How we cite our quotes: (Paragraph)
Quote #4
All is not lost, though, for the narrator supposes that those memories from beyond, even if they can't be recalled at first, will come back eventually, and often without warning; and we are amazed when they do come. He then goes on to link these revelations with the creation of art and the work of the imagination. It seems, ultimately, that the narrator's harrowing experience has led him to understand how art and original ideas come to be.
So far I had not opened my eyes. I felt that I lay upon my back unbound. I reached out my hand, and it fell heavily upon something damp and hard. There I suffered it to remain for many minutes, while I strove to imagine where and what I could be. I longed, yet dared not, to employ my vision. I dreaded the first glance at objects around me. It was not that I feared to look upon things horrible, but that I grew aghast lest there should be nothing to see. At length, with a wild desperation at heart, I quickly unclosed my eyes. My worst thoughts, then, were confirmed. The blackness of eternal night encompassed me. (6)

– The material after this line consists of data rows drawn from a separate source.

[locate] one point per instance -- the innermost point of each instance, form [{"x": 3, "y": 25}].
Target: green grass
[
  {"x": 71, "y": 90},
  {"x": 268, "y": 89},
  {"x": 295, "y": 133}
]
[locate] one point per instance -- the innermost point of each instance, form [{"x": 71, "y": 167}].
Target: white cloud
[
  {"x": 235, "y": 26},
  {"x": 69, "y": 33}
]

For the narrator, the idea of being conscious of nothing is more frightening than encountering the most visible of horrors.
Quote #5
There was another interval of utter insensibility; it was brief, for upon again lapsing into life there had been no perceptible descent in the pendulum. But it might have been long – for I knew there were demons who took note of my swoon, and who could have arrested the vibration at pleasure. Upon my recovery, too, I felt very – oh! Inexpressibly – sick and weak, as if through long inanition. (24)

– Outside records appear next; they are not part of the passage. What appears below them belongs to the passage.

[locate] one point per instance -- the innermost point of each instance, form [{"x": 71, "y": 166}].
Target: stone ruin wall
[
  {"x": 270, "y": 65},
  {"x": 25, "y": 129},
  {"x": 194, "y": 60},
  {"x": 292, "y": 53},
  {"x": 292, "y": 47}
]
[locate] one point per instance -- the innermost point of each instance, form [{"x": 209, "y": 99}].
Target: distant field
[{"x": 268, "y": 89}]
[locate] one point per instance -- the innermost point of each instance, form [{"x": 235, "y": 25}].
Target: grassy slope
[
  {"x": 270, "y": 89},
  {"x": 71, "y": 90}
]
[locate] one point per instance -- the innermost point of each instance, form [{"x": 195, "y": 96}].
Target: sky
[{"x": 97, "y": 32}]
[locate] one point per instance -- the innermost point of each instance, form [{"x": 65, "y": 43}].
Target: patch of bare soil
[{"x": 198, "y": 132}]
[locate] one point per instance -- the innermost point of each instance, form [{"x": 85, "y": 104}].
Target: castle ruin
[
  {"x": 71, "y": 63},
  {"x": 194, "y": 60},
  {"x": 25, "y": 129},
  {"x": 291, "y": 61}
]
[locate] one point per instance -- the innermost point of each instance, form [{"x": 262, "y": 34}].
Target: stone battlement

Losing consciousness is bad enough; it's worse when your tormentors are aware of your every lapse into insensibility – and are willing to take advantage of them.
Quote #6
As I put a portion of it within my lips there rushed to my mind a half-formed thought of joy – of hope. Yet what business had I with hope? It was, as I say, a half-formed thought – man has many such, which are never completed. I felt that it was of joy – of hope; but I felt also that it had perished in its formation. In vain I struggled to perfect – to regain it. Long suffering had nearly annihilated all my ordinary powers of mind. I was an imbecile – an idiot. (24)
By the end of his ordeal, our narrator can barely think. His mind works only in half-measures. He becomes an "idiot" in the way the term used to be used – a man mentally handicapped by fear.